The first years walked up to the hat as they were called, each one nervous or grinning or skipping, all wild with joy. When I was a first year, I had walked so slowly. My shoes had padded on the veined marble, the floating candles bathed everything in gold and tawny. When I finally made it up to the hat, I had nearly shrieked when it spoke in my head, little whispers that made me shiver. It prodded around in my head a bit before proclaiming my house—it never doubted, or if it did, it never said anything to me. I felt sure that it would be the same way for Joan.
"Joan Milne!"
I clapped my hands together and giggled, whirling around to get a better look at her.
She held her head high and walked proudly. Her hair crossed the border into blonde, where my own stayed very light brown. She had a small smile on her face, a bit of a frenzied blush, but she was calmer than I could ever be, even as a sixth year to her first. She was so small, still a child to me.
Joan sat down on the bench, her feet stamped firmly onto one of the bottom rungs. She placed the sorting hat onto her head, and it drooped over her ears, looking as if at any moment it would slip down and hide her whole face. I tried to read her lips, her eyes, but I couldn't get to her thoughts like I wanted to. I leaned, desperate to know what she would become.
She looked so happy. I was relieved that she wasn't nervous as I had been when I was discovering my house.
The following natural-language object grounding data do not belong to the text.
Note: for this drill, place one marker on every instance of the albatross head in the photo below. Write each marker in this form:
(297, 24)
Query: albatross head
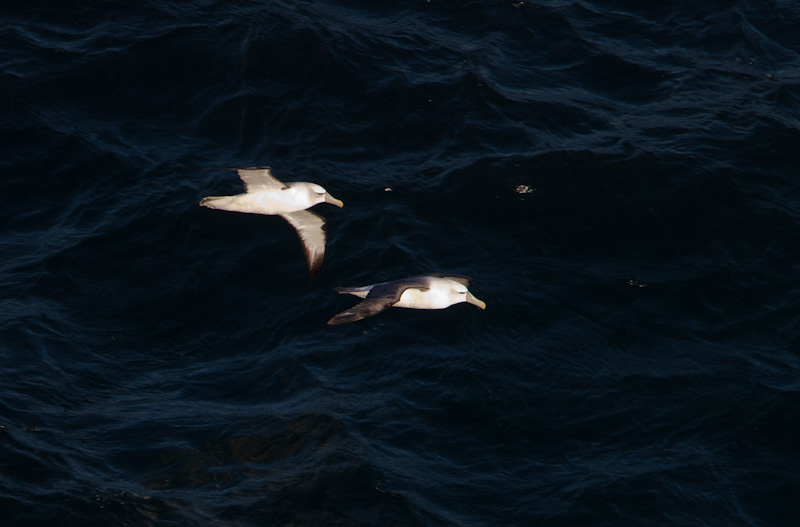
(317, 194)
(459, 293)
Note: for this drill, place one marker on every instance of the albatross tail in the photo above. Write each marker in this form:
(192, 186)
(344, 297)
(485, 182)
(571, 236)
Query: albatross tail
(209, 201)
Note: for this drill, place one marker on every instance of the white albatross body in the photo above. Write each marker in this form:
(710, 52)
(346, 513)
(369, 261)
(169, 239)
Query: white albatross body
(265, 194)
(434, 291)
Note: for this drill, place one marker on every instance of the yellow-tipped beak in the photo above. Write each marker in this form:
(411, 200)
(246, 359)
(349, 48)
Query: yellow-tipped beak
(474, 301)
(333, 201)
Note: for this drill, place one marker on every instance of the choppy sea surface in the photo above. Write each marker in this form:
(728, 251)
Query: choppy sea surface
(620, 179)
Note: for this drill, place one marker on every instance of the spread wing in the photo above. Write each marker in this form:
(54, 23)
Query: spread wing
(311, 229)
(380, 297)
(466, 281)
(259, 179)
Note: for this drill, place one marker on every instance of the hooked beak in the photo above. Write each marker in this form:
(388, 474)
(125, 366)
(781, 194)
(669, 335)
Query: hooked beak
(333, 201)
(474, 301)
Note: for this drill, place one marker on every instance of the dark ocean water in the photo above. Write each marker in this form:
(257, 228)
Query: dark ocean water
(621, 179)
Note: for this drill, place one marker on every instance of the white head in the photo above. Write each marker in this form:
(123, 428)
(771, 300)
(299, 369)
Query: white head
(459, 293)
(316, 194)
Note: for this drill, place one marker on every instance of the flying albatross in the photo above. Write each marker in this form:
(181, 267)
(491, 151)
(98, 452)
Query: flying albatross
(265, 194)
(433, 291)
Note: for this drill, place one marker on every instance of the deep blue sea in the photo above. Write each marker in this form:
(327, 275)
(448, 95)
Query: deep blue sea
(621, 180)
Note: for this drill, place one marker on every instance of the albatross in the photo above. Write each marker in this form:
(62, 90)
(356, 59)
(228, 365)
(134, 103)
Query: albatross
(266, 194)
(433, 291)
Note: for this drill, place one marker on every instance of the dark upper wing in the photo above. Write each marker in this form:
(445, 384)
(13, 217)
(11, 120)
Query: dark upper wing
(460, 278)
(311, 229)
(380, 297)
(259, 179)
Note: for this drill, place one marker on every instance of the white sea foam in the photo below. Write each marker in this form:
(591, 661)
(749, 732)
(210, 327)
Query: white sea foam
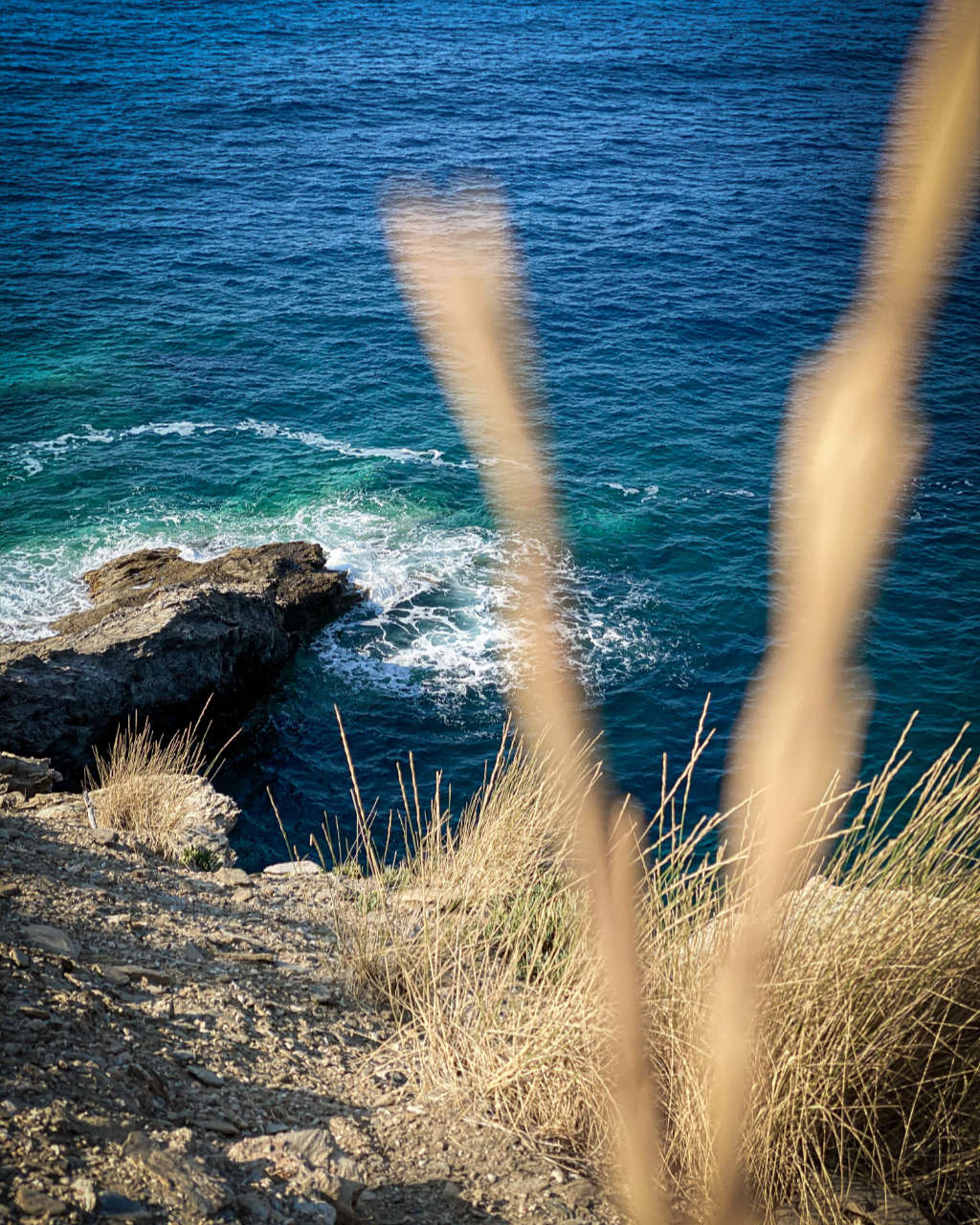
(435, 621)
(32, 457)
(437, 591)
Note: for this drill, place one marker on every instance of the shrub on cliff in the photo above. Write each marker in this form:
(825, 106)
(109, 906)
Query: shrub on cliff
(866, 1061)
(151, 788)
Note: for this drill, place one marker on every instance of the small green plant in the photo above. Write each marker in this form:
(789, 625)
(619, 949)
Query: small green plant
(536, 927)
(368, 902)
(201, 858)
(145, 784)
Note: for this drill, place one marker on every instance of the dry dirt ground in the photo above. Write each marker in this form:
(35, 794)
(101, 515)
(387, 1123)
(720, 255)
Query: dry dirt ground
(182, 1046)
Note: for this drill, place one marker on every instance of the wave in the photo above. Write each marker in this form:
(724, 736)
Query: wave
(435, 620)
(33, 456)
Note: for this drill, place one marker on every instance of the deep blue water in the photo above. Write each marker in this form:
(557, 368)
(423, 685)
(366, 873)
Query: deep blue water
(202, 345)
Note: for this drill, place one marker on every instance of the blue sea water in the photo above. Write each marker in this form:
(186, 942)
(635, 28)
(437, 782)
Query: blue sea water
(202, 345)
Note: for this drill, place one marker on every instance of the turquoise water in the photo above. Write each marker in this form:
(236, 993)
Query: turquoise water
(202, 345)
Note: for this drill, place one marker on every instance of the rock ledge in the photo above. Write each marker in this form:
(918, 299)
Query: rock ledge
(162, 635)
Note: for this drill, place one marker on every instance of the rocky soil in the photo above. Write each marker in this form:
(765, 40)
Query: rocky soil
(162, 637)
(183, 1046)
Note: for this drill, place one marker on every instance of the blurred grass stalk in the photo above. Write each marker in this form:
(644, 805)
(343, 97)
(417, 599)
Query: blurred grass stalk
(849, 447)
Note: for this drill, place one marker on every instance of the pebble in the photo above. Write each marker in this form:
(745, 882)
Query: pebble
(293, 867)
(205, 1076)
(121, 1208)
(51, 940)
(35, 1203)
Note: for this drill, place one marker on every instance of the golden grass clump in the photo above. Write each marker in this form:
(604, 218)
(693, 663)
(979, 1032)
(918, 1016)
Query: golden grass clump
(865, 1062)
(144, 784)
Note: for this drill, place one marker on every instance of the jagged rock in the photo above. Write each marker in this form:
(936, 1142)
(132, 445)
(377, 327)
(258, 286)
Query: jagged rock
(307, 1159)
(876, 1206)
(51, 940)
(199, 817)
(162, 635)
(184, 1184)
(293, 867)
(35, 1203)
(27, 775)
Gryffindor, of course, that's what she would be. She was much more brilliant that I was, more playful, peskier, brave, fiery. She would certainly be—"Slytherin!"
Oh. Wait. Really?
My jaw dropped. I fought very hard not stand up and shout, 'What? What do you mean Slytherin? This girl's an angel, a prodigy. She's no Slytherin!'
There must've been a mix-up. Slytherin was for bullies, conmen, and people who only cared about themselves. Joan was . . . well, she wasn't that at all. There must've been a mix-up. Joan cared about everyone, and she was a darling. Everyone loved her.
Joan was grinning and she leapt off of the bench, delicately placing the hat where she had been sitting. She practically skipped to the Slytherin table. Had I missed something there? Had she ever told me about her enduring love for all that was evil?
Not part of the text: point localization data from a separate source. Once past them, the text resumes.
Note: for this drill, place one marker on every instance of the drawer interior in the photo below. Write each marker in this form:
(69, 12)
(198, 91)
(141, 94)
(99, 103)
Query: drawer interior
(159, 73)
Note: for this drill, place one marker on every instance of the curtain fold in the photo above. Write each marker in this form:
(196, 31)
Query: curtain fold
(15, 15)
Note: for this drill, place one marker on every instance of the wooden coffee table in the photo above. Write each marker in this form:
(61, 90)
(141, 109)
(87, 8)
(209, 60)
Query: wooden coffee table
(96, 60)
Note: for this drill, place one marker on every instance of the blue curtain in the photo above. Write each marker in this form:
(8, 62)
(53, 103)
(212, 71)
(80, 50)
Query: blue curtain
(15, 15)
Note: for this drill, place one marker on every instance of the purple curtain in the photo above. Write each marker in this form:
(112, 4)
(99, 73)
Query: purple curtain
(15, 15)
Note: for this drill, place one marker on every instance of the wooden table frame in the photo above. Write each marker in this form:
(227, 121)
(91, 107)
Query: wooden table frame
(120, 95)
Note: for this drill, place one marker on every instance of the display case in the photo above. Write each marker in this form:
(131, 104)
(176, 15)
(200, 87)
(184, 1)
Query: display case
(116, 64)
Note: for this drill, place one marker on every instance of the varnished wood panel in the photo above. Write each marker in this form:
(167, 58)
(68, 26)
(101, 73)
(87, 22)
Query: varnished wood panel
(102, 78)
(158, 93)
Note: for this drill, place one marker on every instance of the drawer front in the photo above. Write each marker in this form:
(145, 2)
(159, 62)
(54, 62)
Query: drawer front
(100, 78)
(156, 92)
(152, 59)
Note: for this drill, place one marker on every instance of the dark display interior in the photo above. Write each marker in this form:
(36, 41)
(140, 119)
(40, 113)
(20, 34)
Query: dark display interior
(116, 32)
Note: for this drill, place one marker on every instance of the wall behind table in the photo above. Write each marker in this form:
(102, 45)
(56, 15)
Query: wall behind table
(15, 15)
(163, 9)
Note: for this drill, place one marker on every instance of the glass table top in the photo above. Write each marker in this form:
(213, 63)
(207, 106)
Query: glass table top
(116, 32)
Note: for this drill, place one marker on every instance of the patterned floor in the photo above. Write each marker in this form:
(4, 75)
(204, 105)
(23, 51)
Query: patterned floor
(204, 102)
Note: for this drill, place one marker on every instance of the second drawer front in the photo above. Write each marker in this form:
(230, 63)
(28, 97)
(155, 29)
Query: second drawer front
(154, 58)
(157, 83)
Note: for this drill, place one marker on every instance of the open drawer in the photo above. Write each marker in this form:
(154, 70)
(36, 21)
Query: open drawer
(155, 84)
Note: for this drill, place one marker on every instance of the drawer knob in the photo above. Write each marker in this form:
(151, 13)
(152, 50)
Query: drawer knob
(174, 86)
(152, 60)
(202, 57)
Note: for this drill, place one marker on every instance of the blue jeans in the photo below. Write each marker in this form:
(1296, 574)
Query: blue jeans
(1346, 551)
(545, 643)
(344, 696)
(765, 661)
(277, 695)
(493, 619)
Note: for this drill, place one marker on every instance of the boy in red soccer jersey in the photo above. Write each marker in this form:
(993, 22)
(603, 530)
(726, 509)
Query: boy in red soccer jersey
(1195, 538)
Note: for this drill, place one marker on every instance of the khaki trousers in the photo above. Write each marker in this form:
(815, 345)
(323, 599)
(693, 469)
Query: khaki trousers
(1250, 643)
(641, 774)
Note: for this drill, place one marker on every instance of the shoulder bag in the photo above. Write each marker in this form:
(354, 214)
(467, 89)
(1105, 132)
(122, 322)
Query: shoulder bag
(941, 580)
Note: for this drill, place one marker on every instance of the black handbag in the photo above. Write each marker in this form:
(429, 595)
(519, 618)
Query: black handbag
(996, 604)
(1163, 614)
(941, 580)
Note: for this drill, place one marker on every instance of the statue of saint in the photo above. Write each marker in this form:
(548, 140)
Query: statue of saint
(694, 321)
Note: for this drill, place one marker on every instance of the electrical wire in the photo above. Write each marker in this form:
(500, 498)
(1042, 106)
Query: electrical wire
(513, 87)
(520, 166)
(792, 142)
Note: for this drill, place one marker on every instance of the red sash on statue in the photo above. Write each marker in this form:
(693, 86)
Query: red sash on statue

Alice was staring at me in apprehension. "Erm, Izzy. You've gone quite pale, is there a problem?"
I wanted to shake her by the shoulders—of course there was a problem! She had seen firsthand what Slytherin did to people; Lily and Severus, even. He had been so close to her, and now they no longer looked at one another, let alone spoke. Everyone knew about them! One day I woke up and there it was, right in my face, no more Severus and Lily. Because he was a Slytherin and obviously very despicable in nature.
I gulped down nearly half my glass of pumpkin juice. It hurt my throat, pressing up against the walls of my esophagus, but I ignored it. "No problem at all, Alice." I coughed.
I tried to find Joan after the ceremony—and I did. I wanted to ask her, demand why she had been put into that house because it certainly wasn't because she was evil.
She was laughing and running in front of me, arm in arm with some other little girl who was also drifting with the Slytherin crowd.
I reached out my arm and then yanked it back. I slowed my pace, letting myself be taken up by the crowd. I felt guilty, all of a sudden, for wanting her to do something she hadn't wanted to do. Or wanting her to be something she wasn't. I was certain, so certain she would be in a decent house. But she hadn't been. And . . . and then I felt certain that she would come to regret being in Slytherin, because she wasn't like them, and they didn't like outsiders.
"Isla! Izzy!"
Instead of waiting to find out who it was who wanted to bother me, I scurried away to the Hufflepuff dormitories, suddenly very tired and very not-friendly.